けれど実際には、整理しようとする過程そのものが負担になる場面があります。
整理が「落ち着かせる作業」ではなく、「考え続ける作業」に変わっている場合もあります。
整理しようとすると、「何が原因か」「どう感じているのか」をはっきりさせようとします。
ただ、このとき答えが一つに定まらない問いを抱えたまま、考え続けてしまうことがあります。
整理のつもりが、思考を止めにくくする方向に働くこともあります。
また、気持ちを整理する行為には、「納得できる形にまとめたい」という前提が含まれがちです。
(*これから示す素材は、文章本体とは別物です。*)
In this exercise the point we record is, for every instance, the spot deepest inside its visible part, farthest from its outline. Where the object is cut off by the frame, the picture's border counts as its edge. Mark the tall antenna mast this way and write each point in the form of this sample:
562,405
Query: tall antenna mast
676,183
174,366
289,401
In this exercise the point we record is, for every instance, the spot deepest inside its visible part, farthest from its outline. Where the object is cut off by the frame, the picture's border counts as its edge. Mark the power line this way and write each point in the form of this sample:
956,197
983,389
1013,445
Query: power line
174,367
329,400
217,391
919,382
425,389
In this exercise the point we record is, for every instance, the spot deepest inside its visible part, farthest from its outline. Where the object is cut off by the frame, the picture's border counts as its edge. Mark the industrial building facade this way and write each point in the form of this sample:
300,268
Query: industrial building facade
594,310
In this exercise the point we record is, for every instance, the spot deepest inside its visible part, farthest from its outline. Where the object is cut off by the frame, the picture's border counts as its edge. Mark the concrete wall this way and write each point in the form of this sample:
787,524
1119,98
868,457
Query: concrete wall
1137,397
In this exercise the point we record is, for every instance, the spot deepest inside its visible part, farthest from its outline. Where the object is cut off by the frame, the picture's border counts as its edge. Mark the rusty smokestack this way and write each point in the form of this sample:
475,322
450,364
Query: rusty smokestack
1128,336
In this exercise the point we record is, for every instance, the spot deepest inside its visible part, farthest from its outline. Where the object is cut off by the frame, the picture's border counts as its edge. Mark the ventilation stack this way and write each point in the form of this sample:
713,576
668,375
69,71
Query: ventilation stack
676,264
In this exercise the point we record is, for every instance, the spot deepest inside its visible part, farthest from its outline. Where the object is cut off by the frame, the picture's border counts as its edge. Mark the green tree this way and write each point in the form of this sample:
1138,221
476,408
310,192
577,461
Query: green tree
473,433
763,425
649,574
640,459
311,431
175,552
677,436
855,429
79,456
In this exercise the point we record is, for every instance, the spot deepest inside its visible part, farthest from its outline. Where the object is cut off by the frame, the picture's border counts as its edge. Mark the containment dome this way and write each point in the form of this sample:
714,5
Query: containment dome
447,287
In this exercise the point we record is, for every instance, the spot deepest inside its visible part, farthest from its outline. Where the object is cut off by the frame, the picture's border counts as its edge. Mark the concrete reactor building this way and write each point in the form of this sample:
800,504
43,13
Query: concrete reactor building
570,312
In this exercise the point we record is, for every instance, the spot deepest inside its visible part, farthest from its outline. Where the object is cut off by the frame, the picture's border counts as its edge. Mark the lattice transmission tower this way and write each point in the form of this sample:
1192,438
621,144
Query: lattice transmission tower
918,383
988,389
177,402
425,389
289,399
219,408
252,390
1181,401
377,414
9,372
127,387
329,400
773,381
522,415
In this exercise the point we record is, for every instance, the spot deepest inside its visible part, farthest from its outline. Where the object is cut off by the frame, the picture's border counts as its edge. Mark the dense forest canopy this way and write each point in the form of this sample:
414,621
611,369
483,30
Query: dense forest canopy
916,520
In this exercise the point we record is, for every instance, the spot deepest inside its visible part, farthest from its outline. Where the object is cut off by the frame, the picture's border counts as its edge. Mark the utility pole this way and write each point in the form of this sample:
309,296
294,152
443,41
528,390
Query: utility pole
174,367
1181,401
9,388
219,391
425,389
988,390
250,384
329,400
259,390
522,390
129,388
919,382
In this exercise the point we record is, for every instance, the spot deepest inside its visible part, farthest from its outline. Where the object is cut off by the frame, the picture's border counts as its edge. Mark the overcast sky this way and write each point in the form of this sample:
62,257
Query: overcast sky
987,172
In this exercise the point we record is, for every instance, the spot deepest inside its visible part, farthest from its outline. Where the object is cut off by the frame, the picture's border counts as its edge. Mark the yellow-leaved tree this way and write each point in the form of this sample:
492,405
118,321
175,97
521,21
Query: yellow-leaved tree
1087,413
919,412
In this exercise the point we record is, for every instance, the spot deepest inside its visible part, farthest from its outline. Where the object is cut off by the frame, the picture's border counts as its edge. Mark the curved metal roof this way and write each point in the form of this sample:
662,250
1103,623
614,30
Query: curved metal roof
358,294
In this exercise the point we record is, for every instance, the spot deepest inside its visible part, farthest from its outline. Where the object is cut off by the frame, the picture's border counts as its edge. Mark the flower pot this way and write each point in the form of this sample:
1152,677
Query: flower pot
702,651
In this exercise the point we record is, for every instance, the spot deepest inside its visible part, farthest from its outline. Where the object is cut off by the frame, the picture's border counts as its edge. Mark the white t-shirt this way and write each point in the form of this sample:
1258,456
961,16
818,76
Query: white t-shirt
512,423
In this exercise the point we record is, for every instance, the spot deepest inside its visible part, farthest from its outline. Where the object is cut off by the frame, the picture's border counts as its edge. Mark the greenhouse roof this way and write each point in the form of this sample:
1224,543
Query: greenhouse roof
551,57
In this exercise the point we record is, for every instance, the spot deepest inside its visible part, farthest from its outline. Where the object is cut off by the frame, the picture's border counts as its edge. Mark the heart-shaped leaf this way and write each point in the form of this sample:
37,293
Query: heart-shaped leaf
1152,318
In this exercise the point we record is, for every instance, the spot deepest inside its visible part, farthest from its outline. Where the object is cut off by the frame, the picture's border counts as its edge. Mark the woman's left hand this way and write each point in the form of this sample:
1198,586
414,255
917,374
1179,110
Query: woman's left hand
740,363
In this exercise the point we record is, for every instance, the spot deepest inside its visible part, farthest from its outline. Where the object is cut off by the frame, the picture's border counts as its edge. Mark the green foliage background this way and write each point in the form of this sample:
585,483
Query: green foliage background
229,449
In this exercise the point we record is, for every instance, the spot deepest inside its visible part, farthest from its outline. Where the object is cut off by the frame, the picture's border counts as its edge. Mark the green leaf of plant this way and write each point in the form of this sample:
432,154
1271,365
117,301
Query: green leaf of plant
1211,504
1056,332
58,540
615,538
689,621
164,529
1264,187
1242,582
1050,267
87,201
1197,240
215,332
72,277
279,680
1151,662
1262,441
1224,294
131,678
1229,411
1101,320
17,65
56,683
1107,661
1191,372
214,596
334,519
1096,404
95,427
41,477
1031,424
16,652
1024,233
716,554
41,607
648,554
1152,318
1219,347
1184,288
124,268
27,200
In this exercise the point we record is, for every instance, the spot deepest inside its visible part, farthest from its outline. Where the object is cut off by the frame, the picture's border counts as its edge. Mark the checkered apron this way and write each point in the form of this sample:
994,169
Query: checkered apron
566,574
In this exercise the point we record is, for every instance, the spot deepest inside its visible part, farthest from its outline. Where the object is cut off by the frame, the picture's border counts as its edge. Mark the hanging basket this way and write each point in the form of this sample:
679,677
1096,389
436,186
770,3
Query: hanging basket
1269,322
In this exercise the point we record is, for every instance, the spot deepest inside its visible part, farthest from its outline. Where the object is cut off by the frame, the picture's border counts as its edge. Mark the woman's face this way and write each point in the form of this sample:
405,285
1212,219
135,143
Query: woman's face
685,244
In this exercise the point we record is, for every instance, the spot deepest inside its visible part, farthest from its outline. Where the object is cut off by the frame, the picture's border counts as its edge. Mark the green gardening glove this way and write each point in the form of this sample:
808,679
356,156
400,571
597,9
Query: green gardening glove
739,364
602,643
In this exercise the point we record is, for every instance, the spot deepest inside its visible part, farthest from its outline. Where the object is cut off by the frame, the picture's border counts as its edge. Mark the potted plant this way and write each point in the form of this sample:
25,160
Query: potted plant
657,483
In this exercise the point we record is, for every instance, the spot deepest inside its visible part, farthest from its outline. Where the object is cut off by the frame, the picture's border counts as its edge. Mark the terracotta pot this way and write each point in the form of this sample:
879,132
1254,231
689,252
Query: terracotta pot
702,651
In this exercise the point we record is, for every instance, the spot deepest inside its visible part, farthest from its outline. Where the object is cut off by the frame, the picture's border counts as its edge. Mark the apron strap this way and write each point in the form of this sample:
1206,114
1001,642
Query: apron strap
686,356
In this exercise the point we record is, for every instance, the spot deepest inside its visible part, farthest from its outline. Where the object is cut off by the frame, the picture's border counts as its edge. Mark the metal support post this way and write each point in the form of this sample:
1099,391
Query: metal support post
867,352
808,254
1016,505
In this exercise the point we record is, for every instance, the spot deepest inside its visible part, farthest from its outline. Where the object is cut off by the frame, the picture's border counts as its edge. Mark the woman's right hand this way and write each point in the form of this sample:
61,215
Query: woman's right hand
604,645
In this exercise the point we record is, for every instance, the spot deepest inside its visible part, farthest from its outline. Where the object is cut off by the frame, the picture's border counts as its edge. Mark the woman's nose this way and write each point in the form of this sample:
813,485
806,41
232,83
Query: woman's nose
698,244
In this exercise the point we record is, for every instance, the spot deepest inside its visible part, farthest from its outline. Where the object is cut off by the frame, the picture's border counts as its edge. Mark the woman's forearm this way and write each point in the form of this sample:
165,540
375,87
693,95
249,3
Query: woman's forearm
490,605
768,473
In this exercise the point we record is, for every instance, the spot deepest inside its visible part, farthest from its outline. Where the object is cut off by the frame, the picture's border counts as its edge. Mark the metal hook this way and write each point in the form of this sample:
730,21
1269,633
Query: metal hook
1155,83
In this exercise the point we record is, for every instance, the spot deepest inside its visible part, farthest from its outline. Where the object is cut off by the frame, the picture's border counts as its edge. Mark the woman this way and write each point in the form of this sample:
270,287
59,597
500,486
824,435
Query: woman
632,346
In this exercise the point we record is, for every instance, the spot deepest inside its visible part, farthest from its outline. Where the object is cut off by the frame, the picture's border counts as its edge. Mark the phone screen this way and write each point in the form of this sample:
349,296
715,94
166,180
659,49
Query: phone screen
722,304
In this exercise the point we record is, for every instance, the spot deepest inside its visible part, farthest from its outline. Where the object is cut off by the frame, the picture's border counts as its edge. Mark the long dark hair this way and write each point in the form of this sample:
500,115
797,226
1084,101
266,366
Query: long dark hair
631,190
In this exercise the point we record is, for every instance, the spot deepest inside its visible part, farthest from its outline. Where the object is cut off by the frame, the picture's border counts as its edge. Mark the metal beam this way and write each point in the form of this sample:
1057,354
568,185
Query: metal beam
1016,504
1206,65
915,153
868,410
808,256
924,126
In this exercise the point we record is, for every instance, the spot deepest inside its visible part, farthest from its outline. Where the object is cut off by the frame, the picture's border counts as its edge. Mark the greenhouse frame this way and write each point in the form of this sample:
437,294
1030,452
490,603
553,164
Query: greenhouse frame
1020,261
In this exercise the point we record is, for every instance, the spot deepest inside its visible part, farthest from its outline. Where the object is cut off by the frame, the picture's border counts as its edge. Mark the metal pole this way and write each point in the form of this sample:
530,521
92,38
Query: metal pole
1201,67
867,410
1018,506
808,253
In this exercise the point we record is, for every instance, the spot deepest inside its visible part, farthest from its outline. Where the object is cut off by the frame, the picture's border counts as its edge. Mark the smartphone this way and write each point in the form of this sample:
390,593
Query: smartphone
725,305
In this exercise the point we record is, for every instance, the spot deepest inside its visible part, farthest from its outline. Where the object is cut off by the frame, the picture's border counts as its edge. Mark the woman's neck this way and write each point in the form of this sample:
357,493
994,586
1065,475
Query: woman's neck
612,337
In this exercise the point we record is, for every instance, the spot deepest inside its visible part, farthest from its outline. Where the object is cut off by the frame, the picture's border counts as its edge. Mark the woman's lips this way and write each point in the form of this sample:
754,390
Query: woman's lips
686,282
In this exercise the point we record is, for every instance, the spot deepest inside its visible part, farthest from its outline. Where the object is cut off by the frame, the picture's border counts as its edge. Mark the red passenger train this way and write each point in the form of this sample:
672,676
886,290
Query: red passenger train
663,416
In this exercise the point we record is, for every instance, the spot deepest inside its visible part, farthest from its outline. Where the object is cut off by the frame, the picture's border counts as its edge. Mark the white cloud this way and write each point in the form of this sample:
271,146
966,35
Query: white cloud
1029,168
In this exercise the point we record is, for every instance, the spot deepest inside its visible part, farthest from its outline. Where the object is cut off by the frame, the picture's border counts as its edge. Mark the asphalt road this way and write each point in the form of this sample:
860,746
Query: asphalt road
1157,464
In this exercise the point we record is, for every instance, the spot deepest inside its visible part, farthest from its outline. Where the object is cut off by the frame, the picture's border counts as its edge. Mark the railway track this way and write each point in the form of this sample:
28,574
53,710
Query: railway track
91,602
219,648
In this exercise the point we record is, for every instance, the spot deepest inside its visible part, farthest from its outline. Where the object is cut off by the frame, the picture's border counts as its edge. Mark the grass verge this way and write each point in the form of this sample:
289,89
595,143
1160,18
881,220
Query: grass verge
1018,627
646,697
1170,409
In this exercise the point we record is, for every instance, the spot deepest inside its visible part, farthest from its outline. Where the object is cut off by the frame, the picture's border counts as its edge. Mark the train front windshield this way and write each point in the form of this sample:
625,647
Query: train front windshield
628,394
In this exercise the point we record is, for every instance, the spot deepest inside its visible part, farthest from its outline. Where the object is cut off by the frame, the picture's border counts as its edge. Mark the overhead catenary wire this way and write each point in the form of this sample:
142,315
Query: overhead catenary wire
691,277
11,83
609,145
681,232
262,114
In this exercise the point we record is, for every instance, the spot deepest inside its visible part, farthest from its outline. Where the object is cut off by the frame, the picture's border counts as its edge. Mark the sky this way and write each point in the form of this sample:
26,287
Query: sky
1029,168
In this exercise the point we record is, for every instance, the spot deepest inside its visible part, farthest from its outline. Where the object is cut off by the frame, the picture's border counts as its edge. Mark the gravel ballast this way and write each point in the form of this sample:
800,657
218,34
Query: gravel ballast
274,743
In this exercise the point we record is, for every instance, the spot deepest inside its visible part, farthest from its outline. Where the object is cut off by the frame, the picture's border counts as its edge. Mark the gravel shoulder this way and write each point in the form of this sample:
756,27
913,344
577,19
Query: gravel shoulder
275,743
理由が分かり、筋が通り、説明できる状態にならなければならない。
そう考えるほど、曖昧なままの気持ちを許しにくくなります。
しかし、気持ちは必ずしも整理できる形をしているとは限りません。
はっきりした原因がないまま、重さだけが残ることもあります。
その状態で整理を続けようとすると、考える負荷が積み重なり、疲れとして表れやすくなります。
気持ちを整理しなきゃと思うほど疲れてしまう背景には、「整理=理解できる状態にすること」という考え方が関わっていることがあります。
理解しきれない状態を途中で止められず、考え続けてしまう。
その結果、気持ちそのものよりも、考え続けることに消耗している場合があります。
このように、気持ちを整理しようとして疲れる状態は、心の弱さや性格の問題として片づけられるものではありません。
整理の前提や向き合い方によって、疲れやすい構造が生まれていることがあります。
整理できない状態があること自体も、一つの状態として捉えることができます。